Coming soon! Q&A interviews featuring the experts at Sawtooth Technologies Consulting Group, leaders in advanced market research techniques, who will be discussing market segmentation and targeting for insightful, effective marketing.

Friday, 6 November 2009

Soft Toys Aid at IKEA

IKEA's latest Soft Toys Aid campaign has begun. For every toy purchased from now to December 23, the retailer will donate one pound (one euro in Europe, one dollar in the US) to UNICEF and Save the Children. IKEA has raised nearly 17 million pounds since 2003, not counting the millions of pounds the company has committed to UNICEF projects through 2015.

The retailer got involved with the children's nonprofits when it discovered that some of its suppliers were employing children. Instead of simply dropping the suppliers, IKEA asked the nonprofits for advice. Then it began monitoring its suppliers and established pilot programs to prevent the use of child labour. It became a strong supporter of children's rights and later created Soft Toys Aid, which allows shoppers to feel good about helping children without spending an extra dime.

Soft Toys Aid has a fun social media component. The microsite features singing stuffed animals and invites members of the public to "Join the choir" (record your voice and upload for one of the animals to sing) and "Share" (on Facebook, Digg, etc). Sing out for children!

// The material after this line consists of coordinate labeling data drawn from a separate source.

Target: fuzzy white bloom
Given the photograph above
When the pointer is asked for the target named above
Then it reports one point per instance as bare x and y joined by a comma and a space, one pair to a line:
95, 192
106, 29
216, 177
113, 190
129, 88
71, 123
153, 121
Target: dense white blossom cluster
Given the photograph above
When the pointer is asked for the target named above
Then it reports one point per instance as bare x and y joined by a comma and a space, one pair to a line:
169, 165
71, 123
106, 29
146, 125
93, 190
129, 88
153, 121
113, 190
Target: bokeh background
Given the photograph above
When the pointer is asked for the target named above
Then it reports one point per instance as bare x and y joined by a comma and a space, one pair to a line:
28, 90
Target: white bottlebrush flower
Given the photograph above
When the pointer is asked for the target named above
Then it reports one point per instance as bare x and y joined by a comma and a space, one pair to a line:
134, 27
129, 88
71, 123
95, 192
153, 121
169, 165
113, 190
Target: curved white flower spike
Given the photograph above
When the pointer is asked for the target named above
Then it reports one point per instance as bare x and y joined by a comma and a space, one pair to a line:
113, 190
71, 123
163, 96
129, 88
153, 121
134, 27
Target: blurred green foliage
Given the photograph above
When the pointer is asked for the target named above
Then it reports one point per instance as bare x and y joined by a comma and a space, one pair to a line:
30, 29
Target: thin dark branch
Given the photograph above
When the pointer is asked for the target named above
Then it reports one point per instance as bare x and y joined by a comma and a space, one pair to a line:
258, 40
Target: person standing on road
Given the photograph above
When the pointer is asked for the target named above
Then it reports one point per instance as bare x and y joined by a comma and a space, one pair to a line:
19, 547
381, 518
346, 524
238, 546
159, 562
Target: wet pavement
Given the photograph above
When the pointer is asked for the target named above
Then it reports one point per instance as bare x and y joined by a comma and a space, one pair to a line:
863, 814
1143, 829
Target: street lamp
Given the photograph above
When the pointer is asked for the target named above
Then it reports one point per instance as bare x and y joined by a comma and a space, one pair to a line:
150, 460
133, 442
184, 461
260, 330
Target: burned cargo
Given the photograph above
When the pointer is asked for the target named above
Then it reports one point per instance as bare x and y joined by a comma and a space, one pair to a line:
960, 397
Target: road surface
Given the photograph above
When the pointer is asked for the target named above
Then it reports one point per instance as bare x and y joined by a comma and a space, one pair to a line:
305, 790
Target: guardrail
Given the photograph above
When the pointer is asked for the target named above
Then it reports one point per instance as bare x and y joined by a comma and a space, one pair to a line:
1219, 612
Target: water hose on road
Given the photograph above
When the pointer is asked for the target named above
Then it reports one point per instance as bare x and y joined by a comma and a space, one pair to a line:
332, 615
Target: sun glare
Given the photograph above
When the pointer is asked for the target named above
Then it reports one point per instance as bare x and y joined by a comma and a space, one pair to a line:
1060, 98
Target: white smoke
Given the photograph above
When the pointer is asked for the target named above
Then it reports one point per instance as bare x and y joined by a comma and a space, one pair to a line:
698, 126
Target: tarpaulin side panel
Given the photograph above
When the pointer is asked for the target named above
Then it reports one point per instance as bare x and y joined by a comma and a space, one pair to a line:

Wednesday, 4 November 2009

Must-Have Toys for the Holidays 2009

The Telegraph asked its reporters to find the must-have toys of this year's holiday season. They came back with this video. I don't know whether kids will agree with their choices, but the reporters are definitely having fun.

The Toy Retailers Association released its own list...with some new toys that update last year's Bakugan craze as well as toys linked to movies like Transformers 2.

Toy News reported on what Toys 'R' Us thinks will be its top 2009 holiday best-sellers. No surprise, Bakugan is on the list.

On the Argos Top 10 list are a LEGO toy, a Transformers 2 toy and Lulu My Cuddlin' Kitten. Only 50 shopping days left. Then we'll see which toys really topped the lists.

Monday, 2 November 2009

The Consumer Forum

The Consumer Forum, formed by King of Shaves, Lovefilm, Ella’s Kitchen, Photobox, Reading Room, A Suit That, Sharpham Park, and Chemist Direct, is a new site dedicated to promoting great customer service:

This site empowers consumers and supports businesses that listen and act upon consumer opinion.
The idea is to focus businesses and customers on the idea of, well, focusing on customers. MarketingWeek and Real Business both covered the announcement of this forum.

Although the forum is just getting started, it's a good way to reinforce that customer relationships must be a top priority for businesses. The next step is to enlist the participation of thousands of consumers and to get more companies involved in the site. How much influence will this site ultimately have?